As mentioned in comment #3 I already have filed a support request on this. #872634. it is still open. I filed a bugzilla request as I was told by support personal way back on issues I should file a bugzilla bug and then a support case that refereneces it.
ok, if this really a kernel bug we need to know where the kernel is hanging to get a sense of where the problem is. When the problem is reproduced, can you please do an alt-sysrq-t. So we can see where the kernel is hung. thanks.
To me it doesn't seem like a kernel bug which is why I tagged it as a cups component. see my comment #4 as to why it seems like a cups code issue. It sounds like cups is expecting O_NONBLOCK to not block on a device special file, and from the man page it is only valid for named pipes.
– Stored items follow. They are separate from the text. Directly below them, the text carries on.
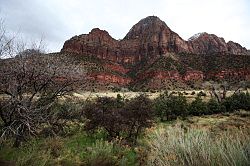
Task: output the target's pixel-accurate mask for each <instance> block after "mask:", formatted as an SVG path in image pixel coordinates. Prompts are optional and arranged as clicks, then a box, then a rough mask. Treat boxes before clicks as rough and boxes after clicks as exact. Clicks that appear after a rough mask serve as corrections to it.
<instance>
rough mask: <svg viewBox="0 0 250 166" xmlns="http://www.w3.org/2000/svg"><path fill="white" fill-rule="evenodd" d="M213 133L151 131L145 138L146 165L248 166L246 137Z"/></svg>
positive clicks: (248, 160)
mask: <svg viewBox="0 0 250 166" xmlns="http://www.w3.org/2000/svg"><path fill="white" fill-rule="evenodd" d="M233 132H234V134H232V133H229V132H224V133H221V134H220V136H218V137H216V138H215V137H214V134H213V133H210V132H209V131H207V130H201V129H190V128H189V129H186V130H185V129H183V128H181V127H179V126H175V127H169V128H167V129H166V128H164V129H163V128H162V129H159V130H156V131H154V132H153V133H152V134H151V135H149V138H148V142H147V145H148V155H147V156H148V157H147V160H146V162H147V165H150V166H152V165H155V166H165V165H172V166H179V165H189V166H197V165H202V166H210V165H216V166H217V165H218V166H220V165H242V166H247V165H249V164H250V155H249V148H250V146H249V145H250V139H249V138H250V137H249V136H247V135H244V134H243V133H242V132H241V131H240V130H236V131H233Z"/></svg>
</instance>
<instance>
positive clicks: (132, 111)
mask: <svg viewBox="0 0 250 166" xmlns="http://www.w3.org/2000/svg"><path fill="white" fill-rule="evenodd" d="M153 116H154V115H153V109H152V102H151V100H150V99H148V98H147V97H145V96H143V95H140V96H138V97H136V98H134V99H132V100H130V101H129V102H128V103H127V104H126V105H125V107H124V108H123V109H122V111H121V118H122V121H121V124H120V125H123V126H124V128H123V129H124V131H126V134H127V138H129V139H132V140H136V139H137V137H138V135H139V134H140V132H141V130H142V129H143V128H146V127H150V126H151V125H152V120H153Z"/></svg>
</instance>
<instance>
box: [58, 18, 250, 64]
mask: <svg viewBox="0 0 250 166" xmlns="http://www.w3.org/2000/svg"><path fill="white" fill-rule="evenodd" d="M61 51H62V52H73V53H77V54H81V55H84V56H95V57H98V58H101V59H105V60H110V61H113V62H116V63H122V64H136V63H139V62H141V61H143V60H148V59H152V58H153V59H155V58H157V57H159V56H160V55H163V54H165V53H168V52H174V53H194V54H214V53H223V54H247V49H246V48H244V47H242V46H241V45H239V44H237V43H234V42H232V41H230V42H228V43H226V42H225V40H224V39H223V38H220V37H217V36H216V35H213V34H208V33H200V34H197V35H195V36H193V37H191V38H190V39H189V40H188V41H185V40H183V39H182V38H181V37H180V36H179V35H178V34H177V33H175V32H173V31H172V30H171V29H170V28H169V27H168V26H167V25H166V23H165V22H163V21H161V20H160V19H159V18H158V17H156V16H149V17H147V18H144V19H142V20H140V21H139V22H138V23H137V24H135V25H134V26H133V27H132V28H131V29H130V31H129V32H128V33H127V35H126V36H125V37H124V39H122V40H115V39H114V38H112V37H111V36H110V35H109V33H108V32H107V31H105V30H100V29H98V28H95V29H92V31H91V32H90V33H89V34H83V35H79V36H75V37H72V38H71V39H70V40H67V41H66V42H65V43H64V46H63V48H62V50H61Z"/></svg>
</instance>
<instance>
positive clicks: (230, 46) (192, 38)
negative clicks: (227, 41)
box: [188, 32, 247, 55]
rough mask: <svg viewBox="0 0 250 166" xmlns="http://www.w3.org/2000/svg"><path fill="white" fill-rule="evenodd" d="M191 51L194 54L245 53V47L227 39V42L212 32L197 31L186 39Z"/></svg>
mask: <svg viewBox="0 0 250 166" xmlns="http://www.w3.org/2000/svg"><path fill="white" fill-rule="evenodd" d="M188 44H189V45H190V48H192V50H191V52H192V53H194V54H215V53H222V54H235V55H241V54H247V49H246V48H244V47H242V46H241V45H240V44H238V43H235V42H232V41H229V42H228V43H226V42H225V40H224V39H223V38H221V37H218V36H216V35H214V34H208V33H205V32H204V33H199V34H196V35H194V36H193V37H191V38H190V39H189V40H188Z"/></svg>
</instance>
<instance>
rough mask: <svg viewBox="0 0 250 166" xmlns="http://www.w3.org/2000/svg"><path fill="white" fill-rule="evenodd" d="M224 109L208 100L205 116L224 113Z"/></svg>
mask: <svg viewBox="0 0 250 166" xmlns="http://www.w3.org/2000/svg"><path fill="white" fill-rule="evenodd" d="M225 111H226V109H225V107H224V106H223V105H222V104H221V103H219V102H218V101H217V100H215V99H213V98H212V99H210V100H209V101H208V103H207V114H218V113H222V112H225Z"/></svg>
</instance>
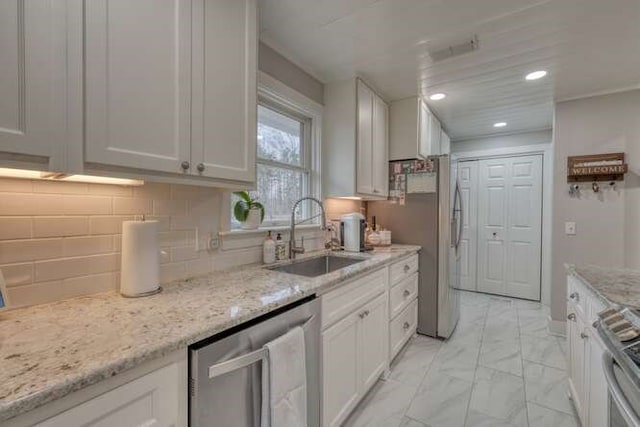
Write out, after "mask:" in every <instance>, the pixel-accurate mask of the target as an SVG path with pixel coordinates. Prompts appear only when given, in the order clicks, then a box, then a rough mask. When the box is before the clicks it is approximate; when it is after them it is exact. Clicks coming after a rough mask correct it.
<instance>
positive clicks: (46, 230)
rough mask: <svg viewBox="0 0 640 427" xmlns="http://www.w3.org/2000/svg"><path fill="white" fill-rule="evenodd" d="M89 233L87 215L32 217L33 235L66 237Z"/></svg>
mask: <svg viewBox="0 0 640 427" xmlns="http://www.w3.org/2000/svg"><path fill="white" fill-rule="evenodd" d="M87 234H89V217H81V216H77V217H46V216H42V217H34V218H33V237H66V236H84V235H87Z"/></svg>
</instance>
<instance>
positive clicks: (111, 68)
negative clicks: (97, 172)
mask: <svg viewBox="0 0 640 427" xmlns="http://www.w3.org/2000/svg"><path fill="white" fill-rule="evenodd" d="M84 7H85V19H86V22H85V99H86V100H85V102H86V106H85V108H86V110H85V126H86V136H85V145H86V150H85V160H86V161H87V162H89V163H100V164H106V165H114V166H123V167H130V168H137V169H147V170H151V171H161V172H176V173H177V172H184V171H183V169H182V168H181V164H182V162H188V161H189V159H190V151H191V149H190V144H191V130H190V126H191V120H190V114H191V113H190V109H191V36H192V34H191V30H192V28H191V22H192V21H191V20H192V1H191V0H136V1H131V0H92V1H86V2H85V3H84ZM229 144H231V142H229ZM185 166H186V163H185ZM187 169H188V168H187Z"/></svg>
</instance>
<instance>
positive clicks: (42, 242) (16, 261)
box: [0, 239, 63, 264]
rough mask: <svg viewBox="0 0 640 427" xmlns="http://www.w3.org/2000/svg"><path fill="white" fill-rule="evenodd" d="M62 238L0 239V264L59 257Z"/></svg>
mask: <svg viewBox="0 0 640 427" xmlns="http://www.w3.org/2000/svg"><path fill="white" fill-rule="evenodd" d="M62 256H63V252H62V239H32V240H4V241H0V264H12V263H18V262H25V261H35V260H42V259H51V258H60V257H62Z"/></svg>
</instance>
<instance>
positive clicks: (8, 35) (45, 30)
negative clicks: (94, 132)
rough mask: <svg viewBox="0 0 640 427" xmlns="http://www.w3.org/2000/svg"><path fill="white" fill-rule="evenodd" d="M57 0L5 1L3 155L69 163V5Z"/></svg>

1. install cups 2. add a serial console by having an entry like this in /etc/inittab: 'S0:2345:respawn:/sbin/mgetty ttyS0 -r -s 38400' 3. restart cups and watch it hang Interestingly starting cups with this line in /etc/inittab will not hang, but restarting cups will cause the hang on the start [root@amazon-6000 root]# service cups restart Stopping cups: [ OK ] Starting cups: [root@amazon-6000 root]# ps aux | grep cups root 1802 0.0 0.0 4204 1080 pts/1 S 13:26 0:00 /bin/sh /sbin/service cups restart root 1805 0.0 0.0 4244 1288 pts/1 S 13:26 0:00 /bin/sh /etc/init.d/cups restart root 1816 0.0 0.0 3612 628 pts/1 S 13:26 0:00 initlog -q -c cupsd root 1817 0.0 0.0 3888 860 pts/1 S 13:26 0:00 cupsd root 1818 0.0 0.0 7712 1800 ? S 13:26 0:00 cupsd root 1826 0.0 0.0 3612 844 ? S 13:26 0:00 /usr/lib/cups/backend/serial root 1828 0.0 0.0 3688 668 pts/0 S 13:28 0:00 grep cups
Created attachment 151092 [details] sysrq-t & w captured sysrq-t & w from the hang upon restart of cups.
Unfortunately this issue was not approved for inclusion in RHEL 3.9 and it is now too late as we are past Beta Freeze. Since RHEL 3.9 is the last release for RHEL 3, if you still want this issue fixed, please work with Red Hat Support and request an async errata.